Sandile Mantsoe isn’t just a face on our television screens, he continues to exist in our homes and community. He’s your Facebook friend and seats next to you at church as a fellow parishioner.

His father and uncle in the rural areas have multiplied themselves to the urban Sandile Mantsoes that are now found in the urban and peri-urban areas. You now seat next to him in the lecture hall, and is your colleague at work. Your paths cross every day.

He’s the guy that talks down to women, and one who thinks he has the right to pat a work colleague on her butt. He’s the boss that often passes sexist snides during meetings, and the one that will promote or employ women for sexual favours. He’s the guy that sees women as nothing more than sex objects.

Sandile Mantsoe lives next door your house. He’s your father, brother, uncle, cousin, friend and your friend’s boyfriend. To many, he’s your boyfriend and husband. You share a bed with him, for the most part of your relationship. He’s a dangerous man that accounts to no one but himself.

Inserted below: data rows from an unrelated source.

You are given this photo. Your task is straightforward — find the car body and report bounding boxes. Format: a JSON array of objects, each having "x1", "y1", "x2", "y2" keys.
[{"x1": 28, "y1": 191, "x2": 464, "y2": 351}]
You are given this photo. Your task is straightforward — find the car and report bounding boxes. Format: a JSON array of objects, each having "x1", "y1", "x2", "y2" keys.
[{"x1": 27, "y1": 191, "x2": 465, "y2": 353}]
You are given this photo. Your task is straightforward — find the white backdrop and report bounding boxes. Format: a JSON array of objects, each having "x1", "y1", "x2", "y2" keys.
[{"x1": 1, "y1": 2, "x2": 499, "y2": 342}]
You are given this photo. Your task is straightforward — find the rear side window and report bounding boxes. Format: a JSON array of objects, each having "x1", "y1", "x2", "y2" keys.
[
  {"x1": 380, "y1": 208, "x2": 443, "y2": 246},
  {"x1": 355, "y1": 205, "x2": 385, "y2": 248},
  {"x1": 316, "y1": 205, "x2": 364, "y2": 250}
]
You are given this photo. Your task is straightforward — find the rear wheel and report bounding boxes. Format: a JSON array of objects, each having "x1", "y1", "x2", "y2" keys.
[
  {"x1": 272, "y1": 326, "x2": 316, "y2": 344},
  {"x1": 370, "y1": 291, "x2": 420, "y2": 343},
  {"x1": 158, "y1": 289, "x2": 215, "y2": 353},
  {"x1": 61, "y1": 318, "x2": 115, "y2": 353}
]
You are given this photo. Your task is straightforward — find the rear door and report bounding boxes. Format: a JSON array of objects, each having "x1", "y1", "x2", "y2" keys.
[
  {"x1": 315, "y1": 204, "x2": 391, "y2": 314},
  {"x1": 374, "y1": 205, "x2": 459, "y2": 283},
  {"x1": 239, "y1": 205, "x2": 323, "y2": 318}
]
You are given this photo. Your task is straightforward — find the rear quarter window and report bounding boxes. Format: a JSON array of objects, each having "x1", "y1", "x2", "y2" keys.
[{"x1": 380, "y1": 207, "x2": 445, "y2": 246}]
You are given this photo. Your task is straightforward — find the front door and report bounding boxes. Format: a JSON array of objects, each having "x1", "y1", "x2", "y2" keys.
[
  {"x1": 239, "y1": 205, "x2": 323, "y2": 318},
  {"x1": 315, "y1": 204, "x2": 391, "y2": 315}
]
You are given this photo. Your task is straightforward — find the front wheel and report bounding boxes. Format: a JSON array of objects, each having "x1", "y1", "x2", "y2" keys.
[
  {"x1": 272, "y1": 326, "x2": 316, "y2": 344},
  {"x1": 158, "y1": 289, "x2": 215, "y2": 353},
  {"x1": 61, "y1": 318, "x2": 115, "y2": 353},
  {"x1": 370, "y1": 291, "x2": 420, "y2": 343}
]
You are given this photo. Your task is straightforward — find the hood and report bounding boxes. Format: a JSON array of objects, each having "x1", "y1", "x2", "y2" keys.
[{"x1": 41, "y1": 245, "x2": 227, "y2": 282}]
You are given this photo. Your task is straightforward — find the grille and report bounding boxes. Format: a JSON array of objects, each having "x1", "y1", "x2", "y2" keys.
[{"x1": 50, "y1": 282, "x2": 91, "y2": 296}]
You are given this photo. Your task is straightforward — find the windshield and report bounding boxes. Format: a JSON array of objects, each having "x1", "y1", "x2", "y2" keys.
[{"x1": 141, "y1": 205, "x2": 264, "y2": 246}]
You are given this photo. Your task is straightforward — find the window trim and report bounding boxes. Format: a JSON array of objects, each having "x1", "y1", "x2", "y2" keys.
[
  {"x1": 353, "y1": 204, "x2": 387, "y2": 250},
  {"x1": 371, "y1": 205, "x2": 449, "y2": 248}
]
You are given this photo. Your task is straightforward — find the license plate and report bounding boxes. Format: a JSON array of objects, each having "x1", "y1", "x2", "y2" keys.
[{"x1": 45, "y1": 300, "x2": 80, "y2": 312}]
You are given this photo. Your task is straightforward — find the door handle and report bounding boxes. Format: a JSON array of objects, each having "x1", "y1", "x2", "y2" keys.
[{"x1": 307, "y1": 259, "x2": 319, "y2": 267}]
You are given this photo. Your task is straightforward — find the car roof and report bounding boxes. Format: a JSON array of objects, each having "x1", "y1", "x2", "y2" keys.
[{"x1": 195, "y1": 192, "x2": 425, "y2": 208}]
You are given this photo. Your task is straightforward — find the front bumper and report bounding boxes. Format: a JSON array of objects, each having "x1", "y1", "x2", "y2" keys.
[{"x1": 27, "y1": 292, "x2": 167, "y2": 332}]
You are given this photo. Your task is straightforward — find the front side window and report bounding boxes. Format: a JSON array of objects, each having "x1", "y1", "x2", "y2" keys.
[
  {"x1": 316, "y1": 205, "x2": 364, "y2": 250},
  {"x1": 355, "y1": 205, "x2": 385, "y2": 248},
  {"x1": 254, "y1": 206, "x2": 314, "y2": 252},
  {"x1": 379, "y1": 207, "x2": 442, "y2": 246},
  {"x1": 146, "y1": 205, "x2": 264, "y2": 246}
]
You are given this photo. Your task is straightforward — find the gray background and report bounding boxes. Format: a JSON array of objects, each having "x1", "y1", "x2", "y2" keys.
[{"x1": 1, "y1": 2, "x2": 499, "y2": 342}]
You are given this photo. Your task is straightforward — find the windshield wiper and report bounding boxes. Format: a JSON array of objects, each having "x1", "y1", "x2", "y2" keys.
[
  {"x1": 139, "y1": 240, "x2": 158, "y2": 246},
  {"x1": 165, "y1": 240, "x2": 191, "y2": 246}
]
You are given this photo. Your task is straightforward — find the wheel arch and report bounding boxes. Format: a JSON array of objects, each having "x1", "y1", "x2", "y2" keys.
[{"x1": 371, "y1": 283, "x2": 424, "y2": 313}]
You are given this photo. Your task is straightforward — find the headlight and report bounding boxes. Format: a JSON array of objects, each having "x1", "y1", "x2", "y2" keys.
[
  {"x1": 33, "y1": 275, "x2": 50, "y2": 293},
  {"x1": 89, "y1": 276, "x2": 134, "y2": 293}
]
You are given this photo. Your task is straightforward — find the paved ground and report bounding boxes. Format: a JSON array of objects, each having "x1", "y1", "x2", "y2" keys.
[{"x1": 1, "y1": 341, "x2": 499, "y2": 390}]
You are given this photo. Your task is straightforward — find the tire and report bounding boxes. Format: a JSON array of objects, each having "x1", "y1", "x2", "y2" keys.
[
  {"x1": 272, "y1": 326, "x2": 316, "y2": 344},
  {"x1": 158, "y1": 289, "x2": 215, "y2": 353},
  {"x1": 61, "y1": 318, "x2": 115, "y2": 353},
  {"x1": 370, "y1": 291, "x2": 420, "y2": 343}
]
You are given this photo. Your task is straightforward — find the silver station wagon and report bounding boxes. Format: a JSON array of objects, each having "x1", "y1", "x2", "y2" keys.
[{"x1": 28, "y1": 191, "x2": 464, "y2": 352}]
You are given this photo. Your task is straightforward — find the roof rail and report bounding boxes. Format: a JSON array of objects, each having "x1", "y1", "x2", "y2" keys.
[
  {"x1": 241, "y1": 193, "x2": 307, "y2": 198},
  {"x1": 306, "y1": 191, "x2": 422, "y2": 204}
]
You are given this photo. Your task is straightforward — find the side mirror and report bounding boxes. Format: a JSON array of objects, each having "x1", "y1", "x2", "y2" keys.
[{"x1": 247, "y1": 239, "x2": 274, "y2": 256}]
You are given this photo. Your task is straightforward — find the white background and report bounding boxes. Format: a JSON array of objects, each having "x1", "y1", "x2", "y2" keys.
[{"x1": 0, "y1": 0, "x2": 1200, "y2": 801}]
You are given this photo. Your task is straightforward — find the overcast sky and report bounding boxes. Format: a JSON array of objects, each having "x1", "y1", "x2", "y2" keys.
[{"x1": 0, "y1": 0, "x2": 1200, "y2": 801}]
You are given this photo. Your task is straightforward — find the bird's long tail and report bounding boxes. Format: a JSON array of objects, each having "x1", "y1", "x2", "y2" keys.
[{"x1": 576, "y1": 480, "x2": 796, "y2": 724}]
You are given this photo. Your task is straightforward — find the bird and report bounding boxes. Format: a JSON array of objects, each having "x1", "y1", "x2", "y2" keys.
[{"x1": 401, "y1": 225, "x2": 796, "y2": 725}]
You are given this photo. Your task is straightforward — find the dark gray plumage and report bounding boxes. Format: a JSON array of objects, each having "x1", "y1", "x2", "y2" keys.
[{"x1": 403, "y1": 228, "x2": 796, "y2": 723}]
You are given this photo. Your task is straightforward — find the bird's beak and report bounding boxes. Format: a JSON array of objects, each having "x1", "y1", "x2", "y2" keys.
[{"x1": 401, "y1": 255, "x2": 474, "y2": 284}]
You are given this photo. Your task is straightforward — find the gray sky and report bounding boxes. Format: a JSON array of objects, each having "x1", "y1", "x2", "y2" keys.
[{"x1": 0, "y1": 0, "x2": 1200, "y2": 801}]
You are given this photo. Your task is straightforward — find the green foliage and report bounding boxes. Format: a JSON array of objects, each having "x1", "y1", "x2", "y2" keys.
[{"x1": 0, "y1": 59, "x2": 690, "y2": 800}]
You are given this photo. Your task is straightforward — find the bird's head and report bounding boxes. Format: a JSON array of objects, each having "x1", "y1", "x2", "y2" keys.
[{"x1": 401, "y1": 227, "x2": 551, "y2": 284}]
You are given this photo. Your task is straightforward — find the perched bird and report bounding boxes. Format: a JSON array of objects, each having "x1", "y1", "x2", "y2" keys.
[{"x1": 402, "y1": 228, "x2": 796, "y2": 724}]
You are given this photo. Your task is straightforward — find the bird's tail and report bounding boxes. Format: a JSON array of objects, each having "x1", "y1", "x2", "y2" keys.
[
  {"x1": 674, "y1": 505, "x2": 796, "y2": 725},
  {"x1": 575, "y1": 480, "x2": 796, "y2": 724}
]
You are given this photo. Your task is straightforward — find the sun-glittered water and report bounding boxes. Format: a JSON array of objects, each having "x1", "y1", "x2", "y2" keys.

He’s that serial cheater who gets mad with rage when he’s held accountable by his girlfriend. He’s the guy in your life that keeps numbing you with, “baby it will never happen again…you know I love you”.

What are you going to do about that Sandile Mantsoe, in your life? He keeps getting away with murder, and silently so.

Because somehow and in one way or the other, he needs to know that if he’s going to abuse you or any woman in your circle, he only has one chance to do it – nothing more. He needs to know that you are somebody’s daughter, sister, mom and friend.

Abuse, emotional or physical, isn’t something to be tolerated. It doesn’t matter how much you claim to love one another.